Per anni l'amato sport del football è stato la pietra angolare di ogni domenica pomeriggio. Non c'era nulla di meglio che sprofondare sul sofà preferito per seguire in diretta i risultati delle partite, qualsiasi fosse il media (radio, TV, al limite PC) a cui riferirsi. Ora non più. Tra anticipi, posticipi, veglie serali e matinée di mezzogiorno non ci si capisce più niente. Ma il povero tifoso medio ha una nuova chance, se vuole riempire i momenti di vuoto della sua vita: il calcio videogiocato. In tutte le salse.

Non è stato sempre così, però. Per molto tempo i giochi dedicati allo sport preferito dagli uomini (?) sono rimasti su un piano di grande schematicità, se non addirittura su quello di una semplicità poco verosimile.
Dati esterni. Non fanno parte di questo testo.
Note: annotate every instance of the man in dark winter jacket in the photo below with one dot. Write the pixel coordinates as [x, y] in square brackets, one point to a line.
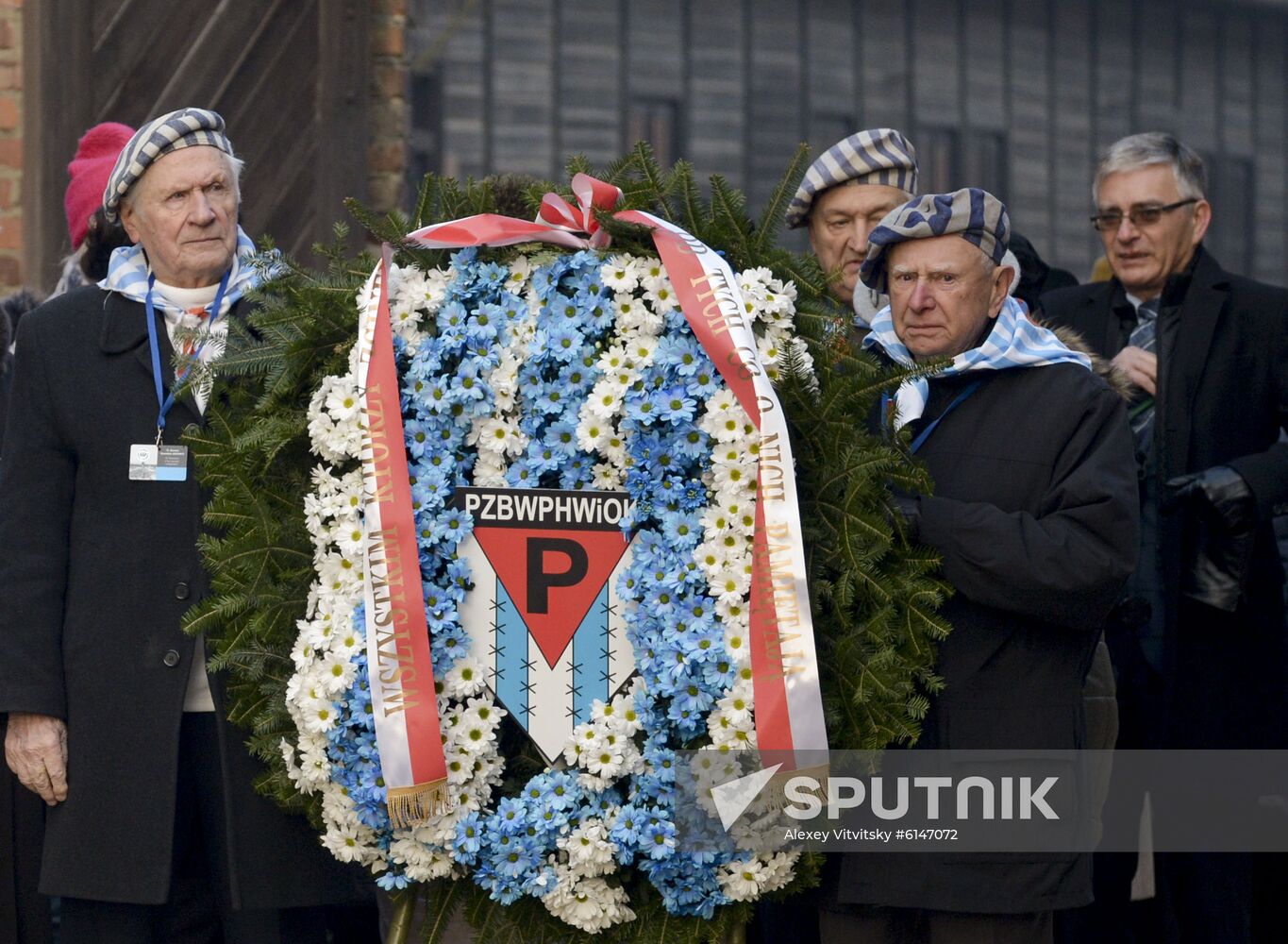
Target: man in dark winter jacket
[845, 192]
[1198, 640]
[154, 832]
[1034, 518]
Solo qualche grande eccezione a illuminare la scena: Emlyn Hughes su Commodore 64, Kick Off e Sensible Soccer su Amiga, per esempio. E di questa carestia qualitativa hanno sofferto per molto tempo anche le console a 16 bit (stranamente, data la massiccia domanda), le quali si sono decise a rompere il digiuno solo un paio di anni dopo il loro debutto. In particolare una console 'sportiva' come il Mega Drive non ha visto arrivare dalle sue parti una simulazione di calcio di grosso calibro fino all'uscita del beneamato FIFA Soccer: gli unici titoli validi di questo tipo a graziare la console Sega erano infatti stati solo delle conversioni da altre piattaforme. Come questo European Club Soccer. Presentato ai possessori di Mega Drive, generalmente giovani e ingenui, come la simulazione definitiva, in realtà poteva essere riconosciuto dai tanti amighisti del tempo come la conversione di Manchester United Europe, gioco di calcio di una qualche portata che l'anno prima aveva venduto più che bene sul mercato inglese, ma che di certo non aveva la pretesa di replicare il successo di Sensi o Kick Off.
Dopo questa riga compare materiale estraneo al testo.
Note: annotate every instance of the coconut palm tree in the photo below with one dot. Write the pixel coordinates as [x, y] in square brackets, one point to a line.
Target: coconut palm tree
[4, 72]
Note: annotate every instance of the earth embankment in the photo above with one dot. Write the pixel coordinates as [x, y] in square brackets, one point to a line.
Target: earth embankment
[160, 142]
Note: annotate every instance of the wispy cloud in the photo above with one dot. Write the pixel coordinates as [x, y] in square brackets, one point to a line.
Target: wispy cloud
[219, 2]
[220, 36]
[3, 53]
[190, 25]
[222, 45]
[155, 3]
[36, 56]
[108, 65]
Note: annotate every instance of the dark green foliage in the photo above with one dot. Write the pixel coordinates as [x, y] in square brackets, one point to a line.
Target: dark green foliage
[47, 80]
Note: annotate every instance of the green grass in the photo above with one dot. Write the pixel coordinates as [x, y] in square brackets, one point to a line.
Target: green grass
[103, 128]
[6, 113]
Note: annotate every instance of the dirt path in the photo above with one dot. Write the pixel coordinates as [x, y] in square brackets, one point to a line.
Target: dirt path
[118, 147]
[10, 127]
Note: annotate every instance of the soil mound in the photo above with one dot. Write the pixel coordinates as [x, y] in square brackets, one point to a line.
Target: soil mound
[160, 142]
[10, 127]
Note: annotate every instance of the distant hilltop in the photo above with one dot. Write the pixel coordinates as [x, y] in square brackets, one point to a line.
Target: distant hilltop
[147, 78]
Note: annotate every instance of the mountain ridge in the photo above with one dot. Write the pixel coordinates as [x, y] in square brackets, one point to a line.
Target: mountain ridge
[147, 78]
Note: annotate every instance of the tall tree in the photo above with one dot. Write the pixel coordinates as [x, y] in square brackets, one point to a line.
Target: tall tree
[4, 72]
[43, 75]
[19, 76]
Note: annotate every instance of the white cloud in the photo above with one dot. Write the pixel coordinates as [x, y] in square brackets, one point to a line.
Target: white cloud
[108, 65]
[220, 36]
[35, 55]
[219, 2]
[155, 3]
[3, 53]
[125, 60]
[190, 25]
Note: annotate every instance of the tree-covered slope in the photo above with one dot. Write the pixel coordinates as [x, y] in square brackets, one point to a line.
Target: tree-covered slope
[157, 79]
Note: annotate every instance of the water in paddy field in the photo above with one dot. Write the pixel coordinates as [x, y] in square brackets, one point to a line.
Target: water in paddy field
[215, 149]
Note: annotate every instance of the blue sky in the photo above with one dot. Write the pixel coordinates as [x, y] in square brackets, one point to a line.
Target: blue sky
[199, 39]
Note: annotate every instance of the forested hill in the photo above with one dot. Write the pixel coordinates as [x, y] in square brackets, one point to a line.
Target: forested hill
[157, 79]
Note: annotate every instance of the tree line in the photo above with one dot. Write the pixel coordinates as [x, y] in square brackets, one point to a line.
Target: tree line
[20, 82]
Le differenze tra il vecchio Manchester United Europe e questa conversione Virgin/Krisalis sono puramente estetiche, con una grafica più dettagliata, sopra lo standard del genere di quei tempi, e una presentazione altrettanto bella da vedere. Un po' meno da sfruttare però, perché a fronte della presenza di 170 squadre di club non è che il pacchetto in offerta finisca per concedere qualcosa in più delle esibizioni e dei tornei impostati sul modello delle coppe europee. Per il resto il gameplay seguiva fedelmente quello della seconda edizione del gioco Amiga, con un buon catalogo di colpi di testa, dribbling, acrobazie, rovesciate e con una distinzione tra i tiri e i passaggi possibili (alti e rasoterra), più la possibilità di variare la forza del calcio trattenendo più o meno a lungo il pulsante corrispondente (davvero strana, poi, la gestione dell'effetto: possibile, ma nemmeno accennata a livello del libretto di istruzioni). Purtroppo European Club Soccer si portava dietro anche le falle presenti nel Manchester United originale, con una irrealistica tendenza della palla a non scollarsi mai dai piedi e una opposta deficienza dei difensori a entrare in tackle in modo efficace (il computer legge il contrasto, sposta immediatamente l'attaccante e lascia sul posto terzini e stopper, procurandosi così occasioni da goal in quantità industriale e avvantaggiandosi anche di numerosi cartellini gialli). In aggiunta: qualche incertezza nel cambio di giocatore attivo, diversi sospetti nella rilevazione del contatto tra sprite, i soliti portieri bamba e i classici spot da cui tirare con maggiore efficacia. In somma, per un football da console, fondamentalmente basato sulla semplicità, di problemi di giocabilità ce ne erano pure troppi. Il che non ha comunque evitato a European Club Soccer ottime vendite e una buona quota di ammiratori, affascinati dalla sua completezza grafica e dalla possibilità, allora piuttosto rara, di impegnarsi in tornei con squadre di club. E per le difficoltà di cui sopra, si faceva di necessità virtù, magari rivelando dosi di pazienza insospettabili. Così andavano le cose nel 1992.